US scientists are wary of the cost and equity implications of the Biden administration’s transformative order earlier this year to make the published results of federally funded research immediately and freely available to all readers, a nationwide survey has found.
Most researchers do not currently have money to pay their own publishing costs and aren’t sure how easily they can find it, with the risks especially high for female and younger scholars, according to the survey of 422 scientists conducted by the American Association for the Advancement of Science.
The AAAS is the world’s largest multidisciplinary scientific society, and it’s also a publisher of one of the most prestigious research journals, Science. Science itself has refrained from criticising President Joe Biden’s move, though the industry’s leading trade group, the Association of American Publishers, has complained that Mr Biden announced the plan in August without thoroughly consulting affected parties.
The Biden order requires federal agencies to set up rules so that, by the end of 2025, some version of any published description of taxpayer-funded science is simultaneously made freely available to the public, followed by a prompt release of the underlying data.
That would largely override the current decade-old federal policy allowing journals to hold their published papers behind subscription paywalls for up to a year.
The Biden policy prescribes no specific method for compliance, although the AAAS survey was predicated on the widespread expectation that journals would use the model of article processing charges in which authors pay a fee to the journals to cover the cost of reviewing, editing and publishing. Biden administration officials, in announcing the new requirement, specifically noted the possible use of APCs and suggested that scientists could use money from federal research grants to cover those costs.
But the AAAS, in outlining its survey results, warned of risks from that approach. “While open access has tremendous benefits,” the AAAS said, the expected reliance on APCs “has created concerning unintended consequences”.
Among its key findings, the AAAS survey showed that about two-thirds of researchers already had paid an APC. Of those who had paid APCs and answered a question about where the money came from, 70 per cent said they used grant money. Yet among those who had paid an APC, a slight majority described the experience as difficult or very difficult, with the problem more pronounced at smaller institutions, the AAAS said.
Also, large majorities of the researchers using APCs made sacrifices that included foregoing purchases of materials, equipment or tools, and not attending workshops or conferences relevant to their work, the AAAS said.
Women were more than twice as likely as men not to attend workshops and conferences to afford their APCs, it said. Among 89 institutions represented in the survey by librarians and administrators, only about a third said they had money to cover APC payments by students and other authors needing it. A full 15 per cent of those researchers said they paid APCs out of their own personal funds.
Such findings potentially add to the concerns already raised by publishers that they cannot maintain their operations without subscription revenue. Academics have been particularly concerned for the fate of small non-profit scientific societies that use the revenue to finance scholarly activities.
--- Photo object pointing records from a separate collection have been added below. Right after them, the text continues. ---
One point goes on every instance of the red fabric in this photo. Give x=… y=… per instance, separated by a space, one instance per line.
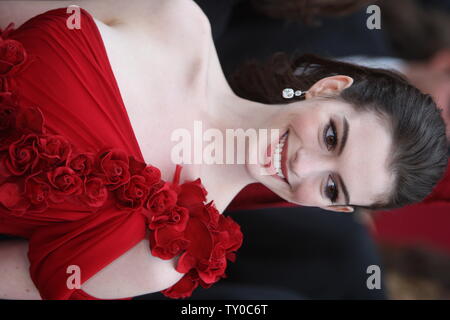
x=72 y=177
x=426 y=223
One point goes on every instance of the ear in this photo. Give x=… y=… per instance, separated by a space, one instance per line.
x=339 y=208
x=329 y=86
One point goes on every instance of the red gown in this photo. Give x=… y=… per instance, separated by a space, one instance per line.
x=73 y=181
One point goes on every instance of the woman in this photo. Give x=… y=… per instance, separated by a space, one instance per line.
x=86 y=187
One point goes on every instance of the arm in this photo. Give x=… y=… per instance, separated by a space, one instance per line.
x=15 y=280
x=134 y=273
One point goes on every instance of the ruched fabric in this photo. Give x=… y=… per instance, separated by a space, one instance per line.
x=73 y=180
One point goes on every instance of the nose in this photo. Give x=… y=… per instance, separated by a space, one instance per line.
x=308 y=162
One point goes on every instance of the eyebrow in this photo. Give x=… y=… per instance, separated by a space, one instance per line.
x=341 y=147
x=344 y=135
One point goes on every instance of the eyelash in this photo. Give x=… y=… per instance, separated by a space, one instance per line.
x=331 y=195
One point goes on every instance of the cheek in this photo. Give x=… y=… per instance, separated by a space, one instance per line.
x=307 y=193
x=306 y=127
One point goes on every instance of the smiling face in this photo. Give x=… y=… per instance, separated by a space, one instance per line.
x=332 y=155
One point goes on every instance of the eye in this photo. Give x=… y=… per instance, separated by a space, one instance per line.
x=330 y=136
x=331 y=190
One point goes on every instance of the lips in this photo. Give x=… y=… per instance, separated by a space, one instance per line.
x=284 y=158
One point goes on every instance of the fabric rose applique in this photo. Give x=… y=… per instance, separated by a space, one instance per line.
x=181 y=223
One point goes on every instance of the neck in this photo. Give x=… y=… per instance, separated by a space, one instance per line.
x=226 y=110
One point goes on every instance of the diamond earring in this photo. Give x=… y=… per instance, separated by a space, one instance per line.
x=289 y=93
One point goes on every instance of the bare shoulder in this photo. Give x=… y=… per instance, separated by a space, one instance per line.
x=132 y=12
x=134 y=273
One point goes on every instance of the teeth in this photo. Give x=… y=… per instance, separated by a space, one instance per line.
x=277 y=155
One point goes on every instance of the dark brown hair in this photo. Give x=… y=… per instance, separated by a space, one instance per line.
x=419 y=151
x=308 y=10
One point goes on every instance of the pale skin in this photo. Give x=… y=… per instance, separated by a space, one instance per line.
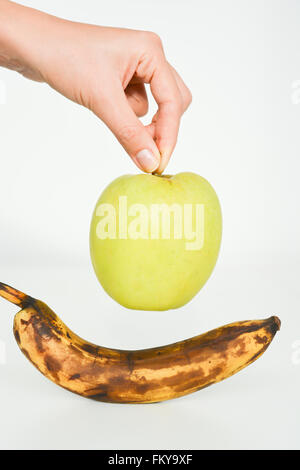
x=104 y=69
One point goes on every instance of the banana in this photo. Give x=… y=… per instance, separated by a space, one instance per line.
x=144 y=376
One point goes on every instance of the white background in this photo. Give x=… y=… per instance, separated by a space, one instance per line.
x=241 y=60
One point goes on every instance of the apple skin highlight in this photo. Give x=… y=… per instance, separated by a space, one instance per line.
x=135 y=260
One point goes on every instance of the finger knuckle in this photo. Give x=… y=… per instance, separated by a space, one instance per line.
x=153 y=38
x=128 y=133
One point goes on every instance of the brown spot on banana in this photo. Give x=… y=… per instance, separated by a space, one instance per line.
x=143 y=376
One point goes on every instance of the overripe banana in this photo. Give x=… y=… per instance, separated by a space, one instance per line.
x=144 y=376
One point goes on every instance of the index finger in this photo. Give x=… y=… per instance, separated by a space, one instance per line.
x=167 y=119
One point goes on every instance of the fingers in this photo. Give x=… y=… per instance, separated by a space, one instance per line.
x=186 y=95
x=137 y=98
x=168 y=97
x=115 y=111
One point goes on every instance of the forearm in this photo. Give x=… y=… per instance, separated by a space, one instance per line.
x=21 y=36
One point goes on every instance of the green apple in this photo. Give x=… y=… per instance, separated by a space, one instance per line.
x=155 y=240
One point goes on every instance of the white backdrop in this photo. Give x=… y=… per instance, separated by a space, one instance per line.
x=241 y=60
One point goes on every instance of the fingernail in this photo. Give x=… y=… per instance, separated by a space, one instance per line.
x=147 y=160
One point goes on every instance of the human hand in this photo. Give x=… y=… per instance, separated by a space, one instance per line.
x=105 y=70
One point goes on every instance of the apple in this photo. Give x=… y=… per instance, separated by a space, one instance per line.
x=154 y=240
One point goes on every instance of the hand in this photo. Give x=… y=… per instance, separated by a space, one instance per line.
x=105 y=70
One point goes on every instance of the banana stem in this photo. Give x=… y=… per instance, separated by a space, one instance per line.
x=14 y=295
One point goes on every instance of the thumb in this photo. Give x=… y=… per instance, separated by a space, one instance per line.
x=128 y=129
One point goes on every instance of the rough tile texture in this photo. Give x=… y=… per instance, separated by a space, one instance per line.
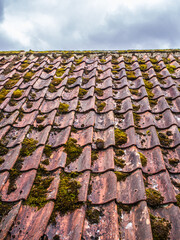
x=90 y=145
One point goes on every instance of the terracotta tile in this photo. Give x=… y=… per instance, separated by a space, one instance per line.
x=68 y=226
x=103 y=121
x=131 y=160
x=82 y=163
x=48 y=119
x=28 y=119
x=84 y=120
x=33 y=105
x=56 y=160
x=40 y=136
x=104 y=162
x=162 y=183
x=10 y=158
x=84 y=136
x=103 y=188
x=170 y=213
x=107 y=228
x=23 y=183
x=130 y=229
x=124 y=121
x=8 y=220
x=147 y=138
x=54 y=95
x=3 y=178
x=58 y=138
x=15 y=136
x=48 y=106
x=131 y=190
x=106 y=135
x=70 y=93
x=87 y=105
x=8 y=119
x=31 y=222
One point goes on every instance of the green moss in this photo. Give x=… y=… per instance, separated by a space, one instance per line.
x=119 y=162
x=143 y=67
x=28 y=76
x=143 y=159
x=85 y=81
x=71 y=81
x=154 y=198
x=48 y=150
x=17 y=94
x=135 y=92
x=93 y=214
x=73 y=150
x=137 y=119
x=63 y=108
x=131 y=75
x=3 y=93
x=67 y=196
x=82 y=92
x=100 y=105
x=5 y=208
x=148 y=84
x=29 y=145
x=37 y=196
x=120 y=137
x=136 y=107
x=160 y=228
x=98 y=91
x=3 y=149
x=99 y=144
x=60 y=71
x=164 y=140
x=173 y=161
x=121 y=176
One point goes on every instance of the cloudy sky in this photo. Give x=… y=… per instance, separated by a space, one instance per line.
x=89 y=24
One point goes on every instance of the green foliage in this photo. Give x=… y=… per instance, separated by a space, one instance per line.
x=120 y=137
x=160 y=228
x=154 y=198
x=73 y=150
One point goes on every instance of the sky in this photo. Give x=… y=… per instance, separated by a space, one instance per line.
x=89 y=24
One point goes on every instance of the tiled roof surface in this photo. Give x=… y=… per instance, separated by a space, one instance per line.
x=90 y=146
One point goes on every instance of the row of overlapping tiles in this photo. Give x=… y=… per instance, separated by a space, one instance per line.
x=105 y=187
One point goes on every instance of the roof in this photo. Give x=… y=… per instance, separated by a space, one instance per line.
x=90 y=145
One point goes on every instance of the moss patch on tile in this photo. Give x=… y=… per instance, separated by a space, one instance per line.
x=154 y=197
x=120 y=137
x=73 y=150
x=37 y=196
x=160 y=228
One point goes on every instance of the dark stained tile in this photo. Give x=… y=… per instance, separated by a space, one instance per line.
x=128 y=226
x=82 y=163
x=131 y=190
x=8 y=220
x=84 y=120
x=162 y=183
x=31 y=223
x=23 y=186
x=103 y=188
x=104 y=162
x=84 y=136
x=107 y=227
x=58 y=137
x=68 y=226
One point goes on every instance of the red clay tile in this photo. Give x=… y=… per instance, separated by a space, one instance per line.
x=107 y=228
x=23 y=186
x=103 y=188
x=31 y=223
x=131 y=190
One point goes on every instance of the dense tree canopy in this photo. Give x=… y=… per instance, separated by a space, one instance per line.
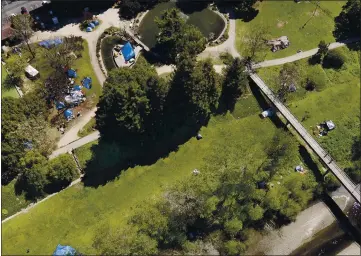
x=125 y=104
x=347 y=24
x=176 y=37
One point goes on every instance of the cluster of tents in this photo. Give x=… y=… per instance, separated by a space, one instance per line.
x=51 y=43
x=75 y=95
x=92 y=25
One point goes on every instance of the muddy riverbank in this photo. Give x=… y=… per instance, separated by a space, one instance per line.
x=286 y=240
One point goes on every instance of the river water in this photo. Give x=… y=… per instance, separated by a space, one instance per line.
x=304 y=237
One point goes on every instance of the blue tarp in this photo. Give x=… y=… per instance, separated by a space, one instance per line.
x=87 y=82
x=60 y=105
x=68 y=113
x=77 y=87
x=50 y=43
x=64 y=250
x=128 y=51
x=71 y=73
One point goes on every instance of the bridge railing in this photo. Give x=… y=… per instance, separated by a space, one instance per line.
x=304 y=133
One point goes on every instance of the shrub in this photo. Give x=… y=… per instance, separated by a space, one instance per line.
x=316 y=79
x=226 y=57
x=334 y=59
x=62 y=170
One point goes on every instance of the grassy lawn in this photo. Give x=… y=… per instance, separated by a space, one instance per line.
x=11 y=203
x=7 y=92
x=285 y=18
x=76 y=213
x=87 y=129
x=339 y=102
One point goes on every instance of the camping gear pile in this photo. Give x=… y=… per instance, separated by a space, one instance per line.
x=92 y=25
x=325 y=127
x=75 y=94
x=64 y=250
x=51 y=43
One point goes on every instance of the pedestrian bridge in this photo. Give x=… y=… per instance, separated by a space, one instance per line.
x=351 y=187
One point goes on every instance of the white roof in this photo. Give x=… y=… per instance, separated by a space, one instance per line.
x=31 y=70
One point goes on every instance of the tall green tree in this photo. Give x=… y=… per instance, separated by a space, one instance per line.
x=176 y=37
x=22 y=27
x=347 y=24
x=235 y=83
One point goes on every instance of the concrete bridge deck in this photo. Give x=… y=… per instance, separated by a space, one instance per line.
x=351 y=187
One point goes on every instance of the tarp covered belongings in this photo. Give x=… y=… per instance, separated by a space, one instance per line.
x=50 y=43
x=31 y=71
x=72 y=73
x=68 y=113
x=64 y=250
x=128 y=51
x=87 y=82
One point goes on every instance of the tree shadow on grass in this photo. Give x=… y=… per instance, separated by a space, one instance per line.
x=265 y=104
x=110 y=158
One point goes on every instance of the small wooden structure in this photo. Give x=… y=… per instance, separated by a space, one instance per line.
x=279 y=43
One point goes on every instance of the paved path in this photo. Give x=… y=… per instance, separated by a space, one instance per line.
x=75 y=144
x=301 y=55
x=352 y=188
x=227 y=46
x=109 y=18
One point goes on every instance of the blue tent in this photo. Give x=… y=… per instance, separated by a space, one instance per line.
x=68 y=113
x=71 y=73
x=87 y=82
x=64 y=250
x=77 y=87
x=60 y=105
x=128 y=51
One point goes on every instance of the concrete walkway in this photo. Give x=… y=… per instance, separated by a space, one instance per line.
x=108 y=18
x=301 y=55
x=75 y=144
x=331 y=164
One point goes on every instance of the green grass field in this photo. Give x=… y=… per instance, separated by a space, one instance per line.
x=285 y=18
x=87 y=129
x=339 y=102
x=7 y=92
x=73 y=216
x=11 y=203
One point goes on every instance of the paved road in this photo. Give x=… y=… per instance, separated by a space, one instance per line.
x=301 y=55
x=108 y=18
x=352 y=188
x=76 y=144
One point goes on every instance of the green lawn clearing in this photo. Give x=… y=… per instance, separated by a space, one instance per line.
x=11 y=203
x=4 y=91
x=74 y=215
x=286 y=18
x=339 y=102
x=87 y=129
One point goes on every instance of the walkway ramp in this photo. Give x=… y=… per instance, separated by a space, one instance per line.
x=351 y=187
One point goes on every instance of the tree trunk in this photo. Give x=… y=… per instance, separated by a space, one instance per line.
x=31 y=51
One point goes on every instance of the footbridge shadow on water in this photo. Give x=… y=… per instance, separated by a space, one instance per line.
x=344 y=222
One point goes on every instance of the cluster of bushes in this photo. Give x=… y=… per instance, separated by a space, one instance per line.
x=40 y=176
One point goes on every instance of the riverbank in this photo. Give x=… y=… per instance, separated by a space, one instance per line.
x=309 y=222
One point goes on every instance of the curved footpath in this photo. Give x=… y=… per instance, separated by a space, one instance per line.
x=109 y=18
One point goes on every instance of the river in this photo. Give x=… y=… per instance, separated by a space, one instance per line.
x=300 y=237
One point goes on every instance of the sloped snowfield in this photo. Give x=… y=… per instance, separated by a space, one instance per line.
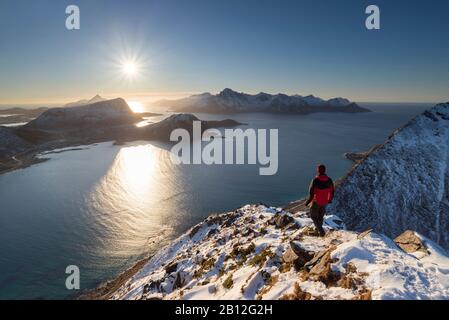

Many others inside academia and beyond, however, have cited a fundamental inequity and harm to scientific progress from perpetuating a status quo where US taxpayers spend tens of billions a year on research but then cannot see and share the published outcomes.
The AAAS findings do point out legitimate concern with a system that complies with the Biden order by relying heavily on APCs, said Heather Joseph, executive director of the Scholarly Publishing and Academic Resources Coalition, a longstanding advocate of open access in science.
“In particular, the data shows that employment opportunities for early career folks – undergrads, grad students and postdocs – take a significant hit in favour of paying for publication,” Ms Joseph said. “That’s extremely problematic – as is the indication that women’s opportunities for professional development seem to be more adversely affected than men’s.”
A clear solution allowed under the Biden policy, she said, would be for authors to keep working with subscription-based journals if they prefer them, and to then post a copy of their paper in an online repository that’s freely accessible to all readers.
That development could end up costing traditional journals their subscribers, Ms Joseph acknowledged. But, she said, “since very few – if any – journals publish only articles resulting from US federal funding, libraries are unlikely to drop their subscriptions, particularly to journals published by non-profits that are still relatively affordable”.
“There’s a real challenge to who can pay these article processing charges,” Sudip Parikh, the chief executive of the AAAS and executive publisher of Science, told the AAAS’ annual Forum on Science & Technology Policy, where the society issued the survey findings.
Dr Parikh warned that other publishers with for-profit models have set up families of journals so that they can lure scientists into paying the APC with the hope of getting published in their top-tier journal, but then keep the APC and publish the paper in one of their smaller journals.
That system also creates an “unholy alliance with the tenure-track process”, by fuelling the incentives for scientists to publish more papers, Dr Parikh said.